10 g of yeast cultured in 1 L of YM medium and precipitated were added to 4 L of the supernatant and incubated for 5 days. The results are shown in Table 2.

Culture day 0 One 2 3 4 5 6 Total Organic Acid (ppm) 7500 4500 2100 1900 1800 1600 1500 Total Organic Carbon (ppm) 3700 2100 1500 1400 1000 900 800 Cell weight (g / ℓ) 0.05 0.43 0.9 0.95 0.1 0.13 0.15 pH 4.7 5.0 5.6 6.2 6.3 6.8 7.2

As shown in Table 2, the yeast decomposes the organic acid in the food factory wastewater to lower the concentration of organic carbon.

According to the present invention, by treating the organic wastewater by using yeast, it is possible to reduce the concentration of organic acid and the total amount of organic carbon in the wastewater more economically and efficiently than the conventional method.

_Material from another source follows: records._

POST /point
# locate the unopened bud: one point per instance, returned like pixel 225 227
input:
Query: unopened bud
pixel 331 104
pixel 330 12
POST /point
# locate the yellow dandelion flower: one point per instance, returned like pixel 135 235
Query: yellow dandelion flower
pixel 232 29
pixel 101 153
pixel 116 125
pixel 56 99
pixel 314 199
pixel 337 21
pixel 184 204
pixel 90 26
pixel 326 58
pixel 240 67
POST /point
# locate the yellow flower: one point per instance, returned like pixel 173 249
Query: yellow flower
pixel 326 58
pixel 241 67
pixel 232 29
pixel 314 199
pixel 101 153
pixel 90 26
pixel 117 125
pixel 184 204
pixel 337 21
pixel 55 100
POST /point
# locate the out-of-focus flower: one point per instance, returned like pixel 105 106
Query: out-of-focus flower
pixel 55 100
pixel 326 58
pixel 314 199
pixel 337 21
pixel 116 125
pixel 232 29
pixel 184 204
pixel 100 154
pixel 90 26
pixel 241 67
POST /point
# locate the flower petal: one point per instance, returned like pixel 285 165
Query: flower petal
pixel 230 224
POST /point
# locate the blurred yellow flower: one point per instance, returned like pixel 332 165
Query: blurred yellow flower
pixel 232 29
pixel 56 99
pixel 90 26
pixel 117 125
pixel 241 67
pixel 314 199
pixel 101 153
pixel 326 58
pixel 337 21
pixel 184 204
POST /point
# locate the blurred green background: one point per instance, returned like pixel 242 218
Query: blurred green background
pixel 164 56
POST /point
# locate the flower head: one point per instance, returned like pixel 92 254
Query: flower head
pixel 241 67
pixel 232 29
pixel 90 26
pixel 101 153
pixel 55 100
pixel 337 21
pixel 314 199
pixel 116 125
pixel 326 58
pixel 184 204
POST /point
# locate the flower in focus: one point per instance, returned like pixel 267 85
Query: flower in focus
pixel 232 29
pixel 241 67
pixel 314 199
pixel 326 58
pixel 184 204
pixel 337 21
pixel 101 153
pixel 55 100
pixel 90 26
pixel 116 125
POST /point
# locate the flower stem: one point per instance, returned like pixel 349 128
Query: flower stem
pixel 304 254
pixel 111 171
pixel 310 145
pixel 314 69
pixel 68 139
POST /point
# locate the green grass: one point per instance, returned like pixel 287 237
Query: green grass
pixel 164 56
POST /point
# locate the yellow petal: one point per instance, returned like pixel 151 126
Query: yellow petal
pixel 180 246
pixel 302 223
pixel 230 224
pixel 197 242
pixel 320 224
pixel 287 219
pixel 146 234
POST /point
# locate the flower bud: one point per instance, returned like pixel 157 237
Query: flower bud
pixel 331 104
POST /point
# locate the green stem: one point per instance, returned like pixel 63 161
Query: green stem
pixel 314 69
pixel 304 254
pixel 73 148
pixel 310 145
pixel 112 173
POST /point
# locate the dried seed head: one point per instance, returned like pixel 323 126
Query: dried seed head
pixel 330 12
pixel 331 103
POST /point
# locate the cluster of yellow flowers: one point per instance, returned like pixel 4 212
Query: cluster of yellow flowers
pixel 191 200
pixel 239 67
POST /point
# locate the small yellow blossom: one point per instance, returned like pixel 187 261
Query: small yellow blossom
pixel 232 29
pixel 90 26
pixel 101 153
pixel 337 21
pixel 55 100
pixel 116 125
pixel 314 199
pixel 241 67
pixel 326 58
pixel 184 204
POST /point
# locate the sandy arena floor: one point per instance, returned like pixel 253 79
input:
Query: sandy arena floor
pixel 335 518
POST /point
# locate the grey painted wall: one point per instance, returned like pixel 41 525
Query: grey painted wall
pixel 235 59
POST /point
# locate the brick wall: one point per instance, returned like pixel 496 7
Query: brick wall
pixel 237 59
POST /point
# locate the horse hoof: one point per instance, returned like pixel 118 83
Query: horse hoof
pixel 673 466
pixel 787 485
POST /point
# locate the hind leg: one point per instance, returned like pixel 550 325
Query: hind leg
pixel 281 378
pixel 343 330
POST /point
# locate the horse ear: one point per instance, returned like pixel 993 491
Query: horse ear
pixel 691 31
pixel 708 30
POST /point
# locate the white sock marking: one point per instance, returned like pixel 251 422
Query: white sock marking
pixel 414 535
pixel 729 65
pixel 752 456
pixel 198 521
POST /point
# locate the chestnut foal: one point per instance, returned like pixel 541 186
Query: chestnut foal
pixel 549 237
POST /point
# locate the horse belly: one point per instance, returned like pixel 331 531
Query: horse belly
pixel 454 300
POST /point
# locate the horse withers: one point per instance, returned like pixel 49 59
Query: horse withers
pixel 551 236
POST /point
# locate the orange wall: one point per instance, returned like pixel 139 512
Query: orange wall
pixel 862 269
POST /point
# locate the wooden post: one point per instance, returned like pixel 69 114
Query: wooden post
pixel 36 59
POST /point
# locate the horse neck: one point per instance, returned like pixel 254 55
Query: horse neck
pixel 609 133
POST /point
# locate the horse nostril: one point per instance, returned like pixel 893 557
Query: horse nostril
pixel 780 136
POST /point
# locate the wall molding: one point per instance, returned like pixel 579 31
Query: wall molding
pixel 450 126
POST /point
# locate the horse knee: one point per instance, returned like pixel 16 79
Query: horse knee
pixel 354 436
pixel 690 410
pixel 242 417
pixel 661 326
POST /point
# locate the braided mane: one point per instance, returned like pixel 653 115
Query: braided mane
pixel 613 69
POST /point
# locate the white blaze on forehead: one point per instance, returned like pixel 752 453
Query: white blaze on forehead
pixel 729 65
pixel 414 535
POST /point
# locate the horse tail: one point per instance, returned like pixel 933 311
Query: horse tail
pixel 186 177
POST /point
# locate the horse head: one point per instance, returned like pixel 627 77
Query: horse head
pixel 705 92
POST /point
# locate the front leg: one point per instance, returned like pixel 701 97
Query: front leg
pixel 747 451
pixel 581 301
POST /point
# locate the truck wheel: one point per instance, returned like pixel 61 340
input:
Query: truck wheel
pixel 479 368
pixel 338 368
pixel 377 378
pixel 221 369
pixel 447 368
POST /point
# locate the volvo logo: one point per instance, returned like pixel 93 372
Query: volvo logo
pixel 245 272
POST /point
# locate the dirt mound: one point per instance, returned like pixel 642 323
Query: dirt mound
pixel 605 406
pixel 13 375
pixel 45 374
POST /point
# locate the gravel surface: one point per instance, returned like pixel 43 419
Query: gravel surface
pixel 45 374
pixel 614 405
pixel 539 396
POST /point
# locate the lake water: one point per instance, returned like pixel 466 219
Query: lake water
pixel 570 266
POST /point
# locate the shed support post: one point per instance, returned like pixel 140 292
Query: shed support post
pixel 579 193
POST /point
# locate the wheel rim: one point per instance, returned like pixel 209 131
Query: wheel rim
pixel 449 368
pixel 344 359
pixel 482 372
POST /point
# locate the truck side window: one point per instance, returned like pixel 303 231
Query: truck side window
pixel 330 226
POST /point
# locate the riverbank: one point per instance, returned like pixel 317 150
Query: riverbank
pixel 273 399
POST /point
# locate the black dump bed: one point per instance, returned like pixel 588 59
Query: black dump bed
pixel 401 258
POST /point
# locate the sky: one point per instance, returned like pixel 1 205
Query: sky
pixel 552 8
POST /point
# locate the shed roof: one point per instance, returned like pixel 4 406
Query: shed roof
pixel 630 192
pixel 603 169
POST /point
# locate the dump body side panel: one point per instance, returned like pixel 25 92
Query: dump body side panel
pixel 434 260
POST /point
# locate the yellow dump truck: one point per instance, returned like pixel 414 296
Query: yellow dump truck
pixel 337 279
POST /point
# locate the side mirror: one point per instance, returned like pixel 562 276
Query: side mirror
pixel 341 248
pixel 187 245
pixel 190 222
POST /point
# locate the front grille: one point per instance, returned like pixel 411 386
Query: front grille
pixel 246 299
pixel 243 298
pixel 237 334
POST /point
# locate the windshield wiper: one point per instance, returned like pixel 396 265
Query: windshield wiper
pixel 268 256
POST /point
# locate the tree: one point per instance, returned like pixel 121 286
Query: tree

In addition, yeast produced in surplus can be used as feed by-product as a by-product.

Claims (2)

A method for treating organic wastewater, the method comprising the steps of converting an organic substance into an organic acid and decomposing the organic acid by cultivating by adding a yeast containing the organic acid as a carbon source to the wastewater. Treatment method. The method of treating organic wastewater using yeast according to claim 1, wherein after treating the organic wastewater, the yeast is recovered and used as feed.